One of our ongoing themes has been the extent of an employer’s obligation to accommodate disabled employees. A recently unpublished court of appeal decision – Swanson v Morongo Unified – illustrates this point.
Swanson, an elementary school teacher, had recently been treated for breast cancer. She asked to be assigned to teach 2nd grade, as she had recently done, instead of being assigned to work with 5th graders. Her fragile health, she said, made it difficult to do the added work a new assignment entailed.
But the school district assigned someone else to teach 2nd grade and assigned Swanson to teach kindergarten.

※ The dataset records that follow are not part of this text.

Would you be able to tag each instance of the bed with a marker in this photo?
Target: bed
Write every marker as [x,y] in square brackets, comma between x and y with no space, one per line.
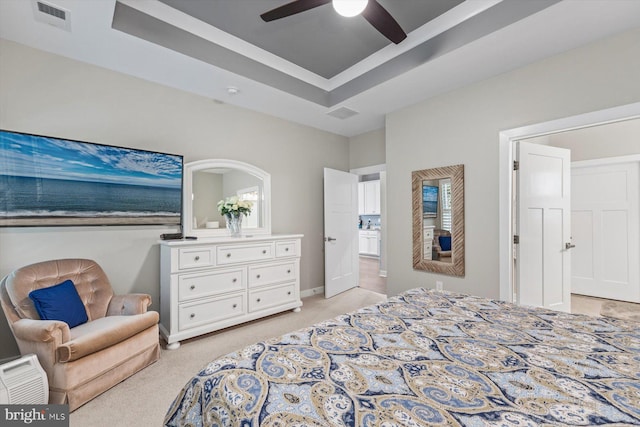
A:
[427,358]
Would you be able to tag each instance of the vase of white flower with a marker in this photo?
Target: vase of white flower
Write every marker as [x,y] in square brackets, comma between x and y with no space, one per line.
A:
[233,209]
[234,224]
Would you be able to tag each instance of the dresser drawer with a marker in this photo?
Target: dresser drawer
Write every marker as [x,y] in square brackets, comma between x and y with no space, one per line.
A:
[195,257]
[271,273]
[285,249]
[261,299]
[191,315]
[244,253]
[199,285]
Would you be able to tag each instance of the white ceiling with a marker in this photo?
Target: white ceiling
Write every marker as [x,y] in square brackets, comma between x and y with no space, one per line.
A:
[472,41]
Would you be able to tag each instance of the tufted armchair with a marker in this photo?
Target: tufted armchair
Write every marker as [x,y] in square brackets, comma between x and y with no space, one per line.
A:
[119,339]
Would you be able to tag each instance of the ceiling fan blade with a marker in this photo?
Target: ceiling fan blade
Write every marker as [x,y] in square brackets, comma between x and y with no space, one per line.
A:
[291,9]
[383,22]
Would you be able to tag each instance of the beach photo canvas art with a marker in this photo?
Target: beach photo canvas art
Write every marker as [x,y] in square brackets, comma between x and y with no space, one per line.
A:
[47,181]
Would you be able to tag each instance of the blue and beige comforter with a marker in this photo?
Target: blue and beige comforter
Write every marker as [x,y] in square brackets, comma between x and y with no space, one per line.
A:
[427,358]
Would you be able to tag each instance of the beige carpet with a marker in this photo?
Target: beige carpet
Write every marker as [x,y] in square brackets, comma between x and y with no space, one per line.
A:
[621,310]
[143,399]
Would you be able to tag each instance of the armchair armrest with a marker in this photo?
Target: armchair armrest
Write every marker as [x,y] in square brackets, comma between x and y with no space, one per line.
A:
[33,330]
[41,337]
[126,305]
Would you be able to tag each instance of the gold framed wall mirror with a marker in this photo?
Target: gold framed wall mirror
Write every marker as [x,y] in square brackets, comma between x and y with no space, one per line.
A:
[438,220]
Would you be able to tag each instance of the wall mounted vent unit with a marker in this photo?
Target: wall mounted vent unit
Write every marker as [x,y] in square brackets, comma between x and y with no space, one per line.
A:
[23,382]
[51,14]
[342,113]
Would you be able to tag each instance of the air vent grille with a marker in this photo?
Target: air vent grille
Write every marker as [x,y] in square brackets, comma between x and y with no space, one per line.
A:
[342,113]
[50,10]
[51,14]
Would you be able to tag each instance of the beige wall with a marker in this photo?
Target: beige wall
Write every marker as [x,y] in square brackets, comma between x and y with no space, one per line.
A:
[47,94]
[462,127]
[367,149]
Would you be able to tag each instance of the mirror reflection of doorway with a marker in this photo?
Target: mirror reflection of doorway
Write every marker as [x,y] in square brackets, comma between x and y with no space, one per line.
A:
[371,228]
[437,215]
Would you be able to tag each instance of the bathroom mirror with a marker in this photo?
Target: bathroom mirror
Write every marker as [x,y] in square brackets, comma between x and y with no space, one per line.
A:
[438,220]
[206,182]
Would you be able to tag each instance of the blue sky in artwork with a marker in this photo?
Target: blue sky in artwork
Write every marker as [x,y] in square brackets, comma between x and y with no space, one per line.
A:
[43,157]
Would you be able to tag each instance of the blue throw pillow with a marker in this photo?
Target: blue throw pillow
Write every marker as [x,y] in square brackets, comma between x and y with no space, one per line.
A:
[445,243]
[60,302]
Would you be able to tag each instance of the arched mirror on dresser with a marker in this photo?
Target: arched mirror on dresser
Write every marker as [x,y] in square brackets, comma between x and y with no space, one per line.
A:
[206,182]
[438,220]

She had not taught kindergarten in 30 years and expressed concern that, since the cancer treatments depleted her immune system, it would be dangerous for her to work with kindergarteners and the various illness they carried. The district, however, refused to change the assignment.
Swanson sued claiming the district failed to accommodate her disability. The district argued that it fulfilled its obligation to offer reasonable accommodation, even if it wasn’t Swanson’s preferred accommodation.
While the trial court granted the employer’s summary judgment motion, the appellate court reversed. It said that the district violated the Fair Employment and Housing Act by not giving Swanson preference for the 2nd grade position and not going far enough to find a workable accommodation. You can read the decision, which was reported in the BNA Labor and Employment Report (subscription), here: Swanson v Morongo (pdf).
Here are your takeaways:
- Disabled employees get preference for open positions, as long as they’re qualified and it doesn’t violate an established seniority system. This is true even if a nondisabled candidate may be more qualified.
- In the vast majority of cases, an employee will be viewed more sympathetically than an employer. If the employee is a cancer survivor, that advantage can be huge.
- The obligation to reasonably accommodate a disabled employee is an ongoing one. If an accommodation proves ineffective, the employer needs to resume the interactive process to identify other possible accommodations. Getting qualified legal guidance on this process is a lot cheaper than getting sued.